# External wall construction and fixings



## space.dandy (12 May 2022)

Hi all,

The house I've recently moved into has a newish (~2016) single-story extension. I want to fix some shelves to the inside of the external wall, but I'm a bit puzzled about the construction of the wall and therefore what fixings to use. Having taken a few measurements and drilled some small test holes, the construction seems to be ~150mm of rendered block/brick, 150mm of kingspan/celotex insulation and a layer of plasterboard on the inside. I've tapped around various places on the inside but can't hear any evidence of stud work, so I have no idea how the layers are fixed together. I do know that the extension was properly constructed and signed off, so is compliant with whatever regs were in place at the time.

Can anyone tell me what the actual construction is likely to be, and what sort of fixings would be appropriate for medium/heavy duty use?

Cheers,
Chris


----------



## Droogs (12 May 2022)

best bet would be to use butterfly fixings which spread the load over a wider area than rawlplugs etc and so lesson the likelyhood of pulling through the plasterboard.


----------



## space.dandy (12 May 2022)

I did consider butterfly fixings, but they are usually intended for hollow walls. I'm not sure the butterfly wings would be able to expand properly into the surrounding celotex?


----------



## Housey210 (12 May 2022)

local planning portal should have all the plans to view online. If so, details will be given as to construction. 150 blocks seems odd as too the 150mm ins.


----------



## space.dandy (12 May 2022)

Housey210 said:


> local planning portal should have all the plans to view online. If so, details will be given as to construction. 150 blocks seems odd as too the 150mm ins.

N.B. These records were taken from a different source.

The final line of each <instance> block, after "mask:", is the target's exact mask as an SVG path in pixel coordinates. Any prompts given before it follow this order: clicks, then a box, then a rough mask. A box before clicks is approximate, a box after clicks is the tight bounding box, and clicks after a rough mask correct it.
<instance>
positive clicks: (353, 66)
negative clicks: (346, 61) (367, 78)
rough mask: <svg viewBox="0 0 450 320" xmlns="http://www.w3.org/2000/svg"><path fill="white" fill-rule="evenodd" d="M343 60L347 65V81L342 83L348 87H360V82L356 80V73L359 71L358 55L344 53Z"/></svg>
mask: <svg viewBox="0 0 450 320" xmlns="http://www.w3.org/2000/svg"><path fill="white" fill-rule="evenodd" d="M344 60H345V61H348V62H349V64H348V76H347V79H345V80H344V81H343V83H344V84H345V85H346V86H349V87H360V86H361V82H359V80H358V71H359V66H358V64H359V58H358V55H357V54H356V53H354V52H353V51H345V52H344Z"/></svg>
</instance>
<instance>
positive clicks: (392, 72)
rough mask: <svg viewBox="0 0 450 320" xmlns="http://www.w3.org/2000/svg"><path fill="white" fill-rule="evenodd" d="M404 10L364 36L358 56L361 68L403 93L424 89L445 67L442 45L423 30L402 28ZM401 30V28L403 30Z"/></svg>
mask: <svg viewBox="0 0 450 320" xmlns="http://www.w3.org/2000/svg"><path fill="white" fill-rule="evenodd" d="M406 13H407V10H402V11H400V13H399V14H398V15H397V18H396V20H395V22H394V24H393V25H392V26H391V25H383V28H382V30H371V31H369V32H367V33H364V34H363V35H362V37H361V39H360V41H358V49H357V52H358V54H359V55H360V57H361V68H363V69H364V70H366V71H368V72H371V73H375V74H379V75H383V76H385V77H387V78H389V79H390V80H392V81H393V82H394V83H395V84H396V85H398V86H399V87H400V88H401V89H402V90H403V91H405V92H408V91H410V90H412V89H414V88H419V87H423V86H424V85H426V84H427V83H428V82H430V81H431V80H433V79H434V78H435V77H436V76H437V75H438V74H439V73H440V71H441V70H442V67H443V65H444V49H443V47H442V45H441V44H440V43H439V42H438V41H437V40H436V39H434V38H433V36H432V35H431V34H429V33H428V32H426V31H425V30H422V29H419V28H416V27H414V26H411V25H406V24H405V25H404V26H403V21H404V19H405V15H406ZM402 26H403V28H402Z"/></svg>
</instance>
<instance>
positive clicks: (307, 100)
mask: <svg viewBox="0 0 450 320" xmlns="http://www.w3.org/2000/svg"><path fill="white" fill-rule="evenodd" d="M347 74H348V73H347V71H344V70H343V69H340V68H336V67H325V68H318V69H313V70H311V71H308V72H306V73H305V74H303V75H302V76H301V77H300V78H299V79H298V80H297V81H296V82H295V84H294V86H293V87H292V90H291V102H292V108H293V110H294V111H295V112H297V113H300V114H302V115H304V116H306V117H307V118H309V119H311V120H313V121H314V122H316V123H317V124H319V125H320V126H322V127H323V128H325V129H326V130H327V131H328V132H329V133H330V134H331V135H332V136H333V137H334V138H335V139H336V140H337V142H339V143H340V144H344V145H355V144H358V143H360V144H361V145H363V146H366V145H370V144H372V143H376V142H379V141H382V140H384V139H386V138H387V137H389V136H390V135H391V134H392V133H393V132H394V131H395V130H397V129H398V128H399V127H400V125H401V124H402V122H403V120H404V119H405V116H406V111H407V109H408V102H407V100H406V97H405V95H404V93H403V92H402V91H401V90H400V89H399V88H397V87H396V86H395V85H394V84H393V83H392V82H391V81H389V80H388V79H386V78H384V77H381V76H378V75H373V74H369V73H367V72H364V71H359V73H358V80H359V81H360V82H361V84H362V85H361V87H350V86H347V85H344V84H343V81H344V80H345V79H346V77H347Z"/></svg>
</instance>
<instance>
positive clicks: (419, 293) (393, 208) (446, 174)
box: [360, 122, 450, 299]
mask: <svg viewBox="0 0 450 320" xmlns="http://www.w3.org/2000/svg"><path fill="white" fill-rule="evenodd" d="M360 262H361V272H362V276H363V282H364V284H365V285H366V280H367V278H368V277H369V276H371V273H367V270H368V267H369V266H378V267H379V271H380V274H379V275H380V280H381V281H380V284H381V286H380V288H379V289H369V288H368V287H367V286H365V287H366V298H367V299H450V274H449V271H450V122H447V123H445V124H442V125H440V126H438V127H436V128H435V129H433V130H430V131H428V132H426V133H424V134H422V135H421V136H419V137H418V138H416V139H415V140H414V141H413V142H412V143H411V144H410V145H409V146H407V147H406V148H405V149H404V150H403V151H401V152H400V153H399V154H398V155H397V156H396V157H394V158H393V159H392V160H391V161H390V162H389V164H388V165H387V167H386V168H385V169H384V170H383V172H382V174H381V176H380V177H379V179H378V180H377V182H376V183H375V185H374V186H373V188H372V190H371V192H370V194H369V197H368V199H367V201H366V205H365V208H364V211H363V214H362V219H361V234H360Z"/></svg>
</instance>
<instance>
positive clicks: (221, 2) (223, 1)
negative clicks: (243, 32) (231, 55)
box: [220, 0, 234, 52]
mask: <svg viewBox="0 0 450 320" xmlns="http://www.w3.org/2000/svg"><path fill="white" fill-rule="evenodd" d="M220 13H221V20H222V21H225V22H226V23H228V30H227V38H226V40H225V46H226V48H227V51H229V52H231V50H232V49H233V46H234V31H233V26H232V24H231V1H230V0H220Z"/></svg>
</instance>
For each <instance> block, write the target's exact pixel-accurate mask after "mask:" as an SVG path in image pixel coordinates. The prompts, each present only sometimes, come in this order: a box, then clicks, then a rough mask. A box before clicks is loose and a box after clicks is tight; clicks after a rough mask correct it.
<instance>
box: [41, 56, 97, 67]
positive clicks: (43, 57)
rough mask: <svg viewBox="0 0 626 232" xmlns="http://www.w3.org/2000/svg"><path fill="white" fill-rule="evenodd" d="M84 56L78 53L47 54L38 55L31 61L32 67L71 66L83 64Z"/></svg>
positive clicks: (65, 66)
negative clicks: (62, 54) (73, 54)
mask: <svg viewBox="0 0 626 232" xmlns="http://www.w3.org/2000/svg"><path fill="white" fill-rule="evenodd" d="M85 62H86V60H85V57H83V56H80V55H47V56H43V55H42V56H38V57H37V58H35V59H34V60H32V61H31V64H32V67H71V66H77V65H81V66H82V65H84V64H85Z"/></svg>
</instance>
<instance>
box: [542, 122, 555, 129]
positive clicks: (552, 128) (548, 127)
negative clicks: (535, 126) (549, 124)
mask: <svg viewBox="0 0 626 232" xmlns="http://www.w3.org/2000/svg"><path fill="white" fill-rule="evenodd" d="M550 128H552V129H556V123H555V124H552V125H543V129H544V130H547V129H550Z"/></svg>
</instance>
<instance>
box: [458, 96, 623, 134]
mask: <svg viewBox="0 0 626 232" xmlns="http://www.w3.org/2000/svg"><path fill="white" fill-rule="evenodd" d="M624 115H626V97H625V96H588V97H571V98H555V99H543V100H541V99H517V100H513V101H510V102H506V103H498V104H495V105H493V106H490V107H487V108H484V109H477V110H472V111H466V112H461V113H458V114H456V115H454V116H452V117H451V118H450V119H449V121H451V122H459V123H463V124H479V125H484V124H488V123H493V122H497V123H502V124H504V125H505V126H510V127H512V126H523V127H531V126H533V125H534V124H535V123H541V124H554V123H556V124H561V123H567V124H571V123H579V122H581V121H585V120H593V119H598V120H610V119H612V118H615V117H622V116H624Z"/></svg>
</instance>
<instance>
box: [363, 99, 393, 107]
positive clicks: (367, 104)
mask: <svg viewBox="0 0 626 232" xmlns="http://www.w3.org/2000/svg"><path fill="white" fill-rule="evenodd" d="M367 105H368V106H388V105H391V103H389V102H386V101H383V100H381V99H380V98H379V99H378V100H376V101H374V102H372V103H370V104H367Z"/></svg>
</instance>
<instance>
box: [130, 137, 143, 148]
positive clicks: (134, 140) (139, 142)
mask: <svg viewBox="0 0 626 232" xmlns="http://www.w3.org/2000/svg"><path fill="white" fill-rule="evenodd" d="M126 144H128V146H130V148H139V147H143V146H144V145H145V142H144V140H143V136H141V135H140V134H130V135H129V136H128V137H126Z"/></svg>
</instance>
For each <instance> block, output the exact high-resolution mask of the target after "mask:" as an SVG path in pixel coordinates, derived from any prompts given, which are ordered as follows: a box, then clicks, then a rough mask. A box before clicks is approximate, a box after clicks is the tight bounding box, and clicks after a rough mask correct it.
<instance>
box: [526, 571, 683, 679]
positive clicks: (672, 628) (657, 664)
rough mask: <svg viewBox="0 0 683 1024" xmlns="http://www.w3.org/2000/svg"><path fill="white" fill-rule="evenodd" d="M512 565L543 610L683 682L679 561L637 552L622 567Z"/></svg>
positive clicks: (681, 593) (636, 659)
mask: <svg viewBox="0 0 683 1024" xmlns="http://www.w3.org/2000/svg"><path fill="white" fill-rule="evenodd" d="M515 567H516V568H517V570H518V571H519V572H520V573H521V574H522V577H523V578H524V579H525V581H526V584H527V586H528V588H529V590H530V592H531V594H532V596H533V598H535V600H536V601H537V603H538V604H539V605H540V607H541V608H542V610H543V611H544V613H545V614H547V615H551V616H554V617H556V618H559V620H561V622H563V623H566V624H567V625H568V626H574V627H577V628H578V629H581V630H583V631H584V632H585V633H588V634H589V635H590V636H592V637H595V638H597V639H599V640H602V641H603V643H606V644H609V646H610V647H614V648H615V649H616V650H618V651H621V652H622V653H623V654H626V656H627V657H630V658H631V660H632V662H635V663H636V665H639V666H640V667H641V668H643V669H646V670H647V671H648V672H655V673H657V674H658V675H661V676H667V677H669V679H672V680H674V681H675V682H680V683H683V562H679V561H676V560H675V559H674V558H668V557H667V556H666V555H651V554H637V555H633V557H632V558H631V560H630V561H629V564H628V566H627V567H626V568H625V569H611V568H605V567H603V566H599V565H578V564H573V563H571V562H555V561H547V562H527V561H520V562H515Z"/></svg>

Thanks. I've tried the local planning portal but, while I can find the application, there is no facility to view/download plans.

The measurements I've given are pretty rough. The total wall thickness seems to be 300mm by measuring outside to the window and subtracting the internal reveal. The celotex thickness was estimated by shoving a thin stick into a test hole until it met something solid.


----------



## Housey210 (12 May 2022)

on the application, site address, are there any tabs saying associated documents, appeal, ward, etc? Typical construction would be lightweight blocks on inner leaf and 100mm brick outer. The slab celotex is butted up to back of inner leaf and held in place by wall ties the and grommets. 50mm air gap then outer leaf. Is your property conventional build or timber framed? Blocks, ordinary masonry plug and screw, timber frame, hollow wall fixings.


----------



## MikeJhn (13 May 2022)

If you thinking of heavy duty use of the shelves, support them off the floor, any fixings into plasterboard is not going to last.


----------



## Dave Moore (15 May 2022)

space.dandy said:


> Hi all,
> 
> The house I've recently moved into has a newish (~2016) single-story extension. I want to fix some shelves to the inside of the external wall, but I'm a bit puzzled about the construction of the wall and therefore what fixings to use. Having taken a few measurements and drilled some small test holes, the construction seems to be ~150mm of rendered block/brick, 150mm of kingspan/celotex insulation and a layer of plasterboard on the inside. I've tapped around various places on the inside but can't hear any evidence of stud work, so I have no idea how the layers are fixed together. I do know that the extension was properly constructed and signed off, so is compliant with whatever regs were in place at the time.
> 
> ...


Hi,
If you are going directly into the blocks I would recommend resin anchoring.
Regards,
Dave


----------



## PhilipL (19 Jun 2022)

Planning or building control plans cannnot be relied upon. Things change between planning and building, often with informal approval (or not).


----------